Although it didn’t go exactly as planned, Otto did meet Martin in the summer of 1997—and broke the ice by telling her she “wasn’t a minimalist.” Over the course of two summers in Taos, Martin mentored Otto. While he drew inspiration from her ethereal work—often grids on large-format canvases—she was impressed by his ability to shift between painting and sculpture. “She would say, ‘I’m stuck on a two-dimensional plane.’ It was a dilemma for her,” Otto explains.
When they weren’t discussing their creative trajectories, the pair pondered Mark Rothko’s work, the perfect cobalt blue of the sky, and art’s ability to transport viewers to other worlds.
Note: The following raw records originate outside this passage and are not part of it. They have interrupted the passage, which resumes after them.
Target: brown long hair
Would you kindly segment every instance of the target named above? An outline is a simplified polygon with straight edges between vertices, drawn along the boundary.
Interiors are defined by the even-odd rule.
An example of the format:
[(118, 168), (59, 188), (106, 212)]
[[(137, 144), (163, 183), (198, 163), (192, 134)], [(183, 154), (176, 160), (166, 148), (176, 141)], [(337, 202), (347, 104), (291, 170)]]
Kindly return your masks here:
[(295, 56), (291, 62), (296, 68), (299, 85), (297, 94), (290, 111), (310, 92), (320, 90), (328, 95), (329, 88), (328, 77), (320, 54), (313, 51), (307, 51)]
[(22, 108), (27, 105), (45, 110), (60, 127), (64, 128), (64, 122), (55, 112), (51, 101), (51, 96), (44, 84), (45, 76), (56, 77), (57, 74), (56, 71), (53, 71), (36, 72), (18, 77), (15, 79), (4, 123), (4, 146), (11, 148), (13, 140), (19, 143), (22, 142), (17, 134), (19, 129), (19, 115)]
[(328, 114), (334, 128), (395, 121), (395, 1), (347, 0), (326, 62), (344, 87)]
Those experiences with Martin—who passed away in 2004 at the age of ninety-two—made deep impressions on Otto and his work. “I don’t see the world like I did before,” he admits.
Importantly, Martin’s conundrum of being “stuck on a two-dimensional plane” has become a guiding light for Otto, whose signature style takes her spare abstractions into mysterious three-dimensional realms. With simple geometric forms—lines, grids, circles—among his visual vocabulary, Otto layers paint on “transparent canvases” he stretches with a synthetic material with an amusing backstory.
“It’s a very special material that was designed for the Ice Capades—specifically for Peggy Fleming’s stockings,” Otto explains. “The skaters kept getting runs and this material is the strongest of its kind.” When it went out of production in the early 2000s, Otto purchased all that remained of it. “I have the world’s supply of one of the most critical things in my process,” he says.
A true testament to their ethereal quality, Otto’s paintings defy quick glances. Devoid of hard lines, they can appear to be drifting out of focus or fading to white before your eyes. During a rare critique with Louise Bourgeois at one of her New York City salons, she leaned into one of Otto’s paintings and exclaimed, “There’s nothing there!”
Beyond the three-dimensionality created by the translucent fabric, his paintings also seem to emit light—which is far from an accident. Otto’s prime mission has been to create “lightboxes” without cords or electricity. Perhaps the most instantly gratifying examples involve glow-in-dark paint—a medium Otto says Martin suggested to him in a dream.
“The work is quiet,” Otto says. “You have to spend time with it. It has to be experienced… Agnes told me one day, she said, ‘McKay, your whole process has been about making the material world go away.’”
Naturally, Martin’s similarly quiet work factors into the impressive art collection on display in the airy home Otto shares with longtime partner Keith Coffee. In the high-ceilinged studio where Otto creates and meditates, new projects are piling up—including a text-based series and stacks of small lights boxes wrapped in his “magic material” and aglow with muted fluorescents that echo the fiery colors of Santa Fe sunsets.
With four exhibitions on the horizon—one will be at the forthcoming Canyon Road gallery Atelier Santa Fe—2022 is shaping up to be a busy year for Otto. “It’ll be a big year,” he admits. “But I’ve worked very hard… my process is leading me closer and closer to the true essence of now. And now is everything.”